As we begin to implement this law as a package, you will realize that a lot of things are going to change with regard to the operation because health insurance intends to provide what is called the minimum health care package – a package that every Nigerian should have access to regardless of socio-economic status.
And under this new law, this will be driven solely by the National Health Insurance Authority and state health insurance agencies. Thus, these very recurring bottlenecks at the level of the interface with the HMOs will no longer exist.
However, HMOs will be allowed to do other things. First, HMOs will pilot what is called supplemental health insurance, any insurance beyond the minimum care package can be piloted by them.
HMOs can also conduct what is called private health insurance, as I explained.

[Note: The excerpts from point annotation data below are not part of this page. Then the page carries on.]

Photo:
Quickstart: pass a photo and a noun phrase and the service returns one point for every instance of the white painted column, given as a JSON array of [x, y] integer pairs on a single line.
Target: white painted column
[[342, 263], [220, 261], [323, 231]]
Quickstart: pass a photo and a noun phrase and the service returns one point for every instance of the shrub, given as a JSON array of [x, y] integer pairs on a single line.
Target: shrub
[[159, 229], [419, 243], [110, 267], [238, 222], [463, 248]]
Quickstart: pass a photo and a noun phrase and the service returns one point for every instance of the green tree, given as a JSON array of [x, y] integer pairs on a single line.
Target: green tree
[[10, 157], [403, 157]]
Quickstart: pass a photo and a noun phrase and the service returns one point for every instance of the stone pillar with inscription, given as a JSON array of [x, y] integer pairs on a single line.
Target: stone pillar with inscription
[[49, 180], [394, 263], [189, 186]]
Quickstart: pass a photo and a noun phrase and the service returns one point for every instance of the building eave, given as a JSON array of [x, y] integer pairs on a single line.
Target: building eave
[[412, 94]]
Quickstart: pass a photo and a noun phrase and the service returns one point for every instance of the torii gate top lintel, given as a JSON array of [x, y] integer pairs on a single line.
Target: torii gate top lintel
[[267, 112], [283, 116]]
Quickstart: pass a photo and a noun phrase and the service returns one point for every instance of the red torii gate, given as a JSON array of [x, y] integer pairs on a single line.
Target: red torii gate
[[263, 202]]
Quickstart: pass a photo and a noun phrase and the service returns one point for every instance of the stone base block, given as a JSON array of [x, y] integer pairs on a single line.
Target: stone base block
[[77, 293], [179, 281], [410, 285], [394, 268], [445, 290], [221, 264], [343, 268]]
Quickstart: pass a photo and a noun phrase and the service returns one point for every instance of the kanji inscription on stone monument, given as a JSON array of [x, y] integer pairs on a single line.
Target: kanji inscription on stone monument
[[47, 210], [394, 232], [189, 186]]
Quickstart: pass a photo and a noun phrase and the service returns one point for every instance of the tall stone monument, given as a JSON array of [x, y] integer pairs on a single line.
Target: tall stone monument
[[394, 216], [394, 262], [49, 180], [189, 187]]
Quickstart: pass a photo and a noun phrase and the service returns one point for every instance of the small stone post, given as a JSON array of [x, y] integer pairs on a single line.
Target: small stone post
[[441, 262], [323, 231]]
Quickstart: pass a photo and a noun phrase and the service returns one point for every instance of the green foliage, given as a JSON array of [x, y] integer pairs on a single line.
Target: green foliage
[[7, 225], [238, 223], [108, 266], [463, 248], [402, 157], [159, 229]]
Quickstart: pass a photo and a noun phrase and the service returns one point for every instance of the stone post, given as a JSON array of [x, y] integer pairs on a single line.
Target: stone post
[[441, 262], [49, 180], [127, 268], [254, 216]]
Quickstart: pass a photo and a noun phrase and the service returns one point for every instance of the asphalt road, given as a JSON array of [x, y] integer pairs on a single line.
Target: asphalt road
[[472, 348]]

Then, in the law, there is a provision for what is called third-party administration (TPS), and HMOs can act as third-party administration. Third-party administrations are organizations with a private vocation that can come to work with health insurance at the national or state level to be able to take charge of certain aspects.
For example, a state wishes to set up a call center system allowing a registrant to request an investigation or file a complaint. The state can say we don’t have appellate jurisdiction or we don’t have a structure to do so, then the third party admin can help the state or on any other issues like the financial management system , etc.
So the rumor going around that we’re trying to dump HMOs isn’t quite true. We are redefining their functions for the benefit of all in Nigeria.